Come si analizza il piombo nell’acqua (GFAAS)

Come si analizza il piombo nell’acqua (GFAAS): strumentazione, procedura e cosa aspettarsi dal referto. Laboratorio ISO/IEC 17025.

A cura di Redazione LaboratorioAcqua · Revisione tecnica: Dott. Francesco Cavallari - Direttore Tecnico (Ordine Chimici Roma n. 3127)

Risposta rapida

Il metodo GFAAS (spettrometria di assorbimento atomico in fornetto di grafite) determina il piombo nell’acqua misurando quanta luce, a una lunghezza d’onda caratteristica dell’elemento, viene assorbita dagli atomi liberi di piombo generati riscaldando una piccola quantità di campione in un tubo di grafite a temperature crescenti. È una tecnica molto sensibile, adatta a rilevare concentrazioni molto basse, per questo largamente impiegata per un parametro come il piombo il cui valore di riferimento normativo è basso. Il dato finale viene riportato nel referto con unità di misura, metodo e incertezza associata.
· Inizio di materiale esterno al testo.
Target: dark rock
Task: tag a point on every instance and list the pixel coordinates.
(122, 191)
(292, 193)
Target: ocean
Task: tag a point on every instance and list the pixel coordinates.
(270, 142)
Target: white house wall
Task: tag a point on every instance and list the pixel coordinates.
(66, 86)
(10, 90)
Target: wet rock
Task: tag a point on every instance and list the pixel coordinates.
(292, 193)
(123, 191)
Questa pagina fa parte dei metodi analitici per l’acqua usati da un laboratorio accreditato e approfondisce, in modo specifico, la tecnica strumentale più diffusa per determinare il piombo in tracce: la spettrometria di assorbimento atomico in fornetto di grafite, comunemente indicata con l’acronimo inglese GFAAS. Se cerchi un inquadramento generale sul parametro piombo, sui valori limite o su come richiedere l’analisi, trovi le pagine dedicate più avanti; qui l’obiettivo è spiegare, senza tecnicismi eccessivi ma con precisione, cosa succede davvero al campione una volta arrivato in laboratorio.

In breve

  • Il GFAAS (Graphite Furnace Atomic Absorption Spectrometry) è una tecnica di spettrometria di assorbimento atomico che usa un tubo di grafite riscaldato elettricamente per trasformare il piombo del campione in atomi liberi, la cui capacità di assorbire luce viene misurata per risalire alla concentrazione.
  • È una tecnica particolarmente sensibile, adatta a rilevare concentrazioni molto basse di metallo, condizione importante per un parametro come il piombo che ha un valore di riferimento normativo contenuto.
  • L’analisi procede per fasi termiche successive: essiccamento del campione, mineralizzazione (o pirolisi) della matrice, atomizzazione e lettura del segnale, seguite da una fase di pulizia del tubo.
  • Spesso si usa un modificatore di matrice, una sostanza aggiunta al campione che stabilizza il piombo durante il riscaldamento e migliora l’affidabilità della misura.
  • Il GFAAS non è l’unico metodo possibile: alcuni laboratori impiegano anche la spettrometria di massa con plasma accoppiato induttivamente (ICP-MS), specie per pannelli con molti metalli insieme.
  • Il risultato finale è espresso in microgrammi per litro (µg/L) e confrontato con il valore di parametro del D.Lgs. 18/2023 per il piombo nell’acqua destinata al consumo umano.
  • Il dato è affidabile solo se il laboratorio applica controlli di qualità (bianchi, standard di verifica, prove di recupero) e opera secondo un sistema tracciabile, come richiesto dall’accreditamento.
  • Per il percorso pratico di richiesta, campionamento e lettura del referto, la pagina di riferimento è analisi del piombo nell’acqua: metodo e come richiederla.

Cos’è il metodo GFAAS

Il GFAAS è una tecnica di spettrometria di assorbimento atomico che utilizza un piccolo tubo di grafite, riscaldato elettricamente, come camera in cui il campione viene portato a temperature crescenti fino a liberare gli atomi dell’elemento cercato. Una sorgente di luce, specifica per il piombo, attraversa il tubo: gli atomi liberi di piombo assorbono una parte di questa luce, a una lunghezza d’onda caratteristica dell’elemento, in misura proporzionale alla loro concentrazione. Il rivelatore dello strumento misura quanta luce viene assorbita e da questo valore, tramite una curva di taratura costruita con standard di concentrazione nota, il software dello strumento risale alla concentrazione di piombo nel campione.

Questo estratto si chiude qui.